Teaching staff are vital to our communities and society. The vocation attracts brilliant and dedicated people like you who are compassionate and kind. You want the best for your students, and you selflessly put their needs first.
This is your gentle reminder that you are important, too. Just like you’ll read on the safety card on the back of the plane seat, you have to put your own oxygen mask on first before you can properly help children or others. This is also known in the context of mental health as ‘self-care.’
The World Health Organisation (WHO) acknowledges that there is no official definition of the term, but they define mental health as: “A state of well-being in which the individual realises [their] own abilities, can cope with the normal stresses of life, can work productively and fruitfully, and is able to make a contribution to [their] community.”
Our mental health is not a fixed state; we can move up and down a continuum from mental illness to mental health. Did you know that one in four of us will experience a mental health problem in our lives? And, with the right care and treatment, most of us will make a full recovery?
Practising good self-care can be an excellent way to maintain or improve your mental health so that you feel positive in the classroom which in turn will have a positive impact on your student’s mindset and the general learning environment.

Here are our top tips on the practice of good self-care:
1. Breathe
Getting your breathing under control is the first step to regaining your calm. It doesn’t have to be complicated or take a lot of time. Five minutes of breathwork can make a difference to your day. You could try the method known as ‘box breathing’ used by the Navy Seals, to stay calm under pressure. Imagine the shape of a box…
- Inhale for 4 seconds up the side of the box
- Hold your breath for 4 seconds along the top of the box
- Exhale for 4 seconds down the other side of the box
- Hold your breath for 4 seconds across the bottom of the box
- Repeat until you feel re-cantered and calm
2. Be (more) active
Movement is proven to shift your mood. Look at your calendar; where might there be opportunities within the school day to move? Could you take a walk around the playground instead of going straight to the staff room? Perhaps before getting in your car to drive home, you could take a stroll around the block?

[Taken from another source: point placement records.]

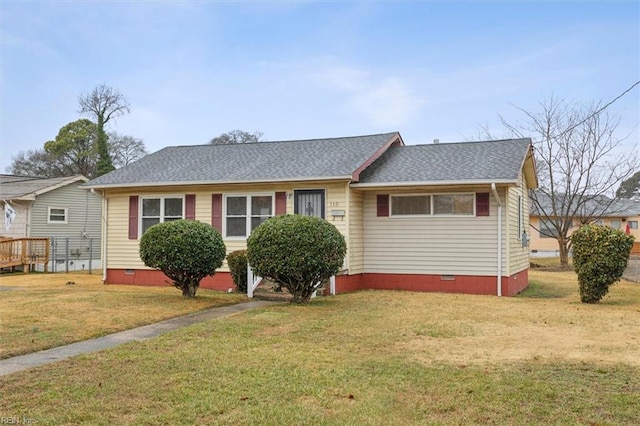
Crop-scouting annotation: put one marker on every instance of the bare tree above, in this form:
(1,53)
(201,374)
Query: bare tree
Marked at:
(580,163)
(38,163)
(237,136)
(125,149)
(103,103)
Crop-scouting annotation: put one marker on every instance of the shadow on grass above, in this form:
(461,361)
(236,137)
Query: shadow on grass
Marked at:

3. Set and maintain boundaries
It’s easy to take the work home with you; there is always more you could do to tweak that lesson plan. Yet having an endpoint to your working day and sticking to it will have a cumulative benefit on your mental health, allowing you the rest and recovery you need to be at your best the next day. We know it’s hard, but you can do it!
4. Connect with others
Feeling a sense of connectedness and belonging can boost our wellbeing. Talk and listen to others both at work and in your personal life. Find a hobby that gives you a sense of purpose and a distraction from the day job
5. Seek help
You are not alone. If you need help, ask. If you don’t already know, find out who within your school you can speak to if you are feeling overwhelmed. Your employer should have a designated point of contact sometimes known as mental health first aiders that can assist you and signpost where further support can be found.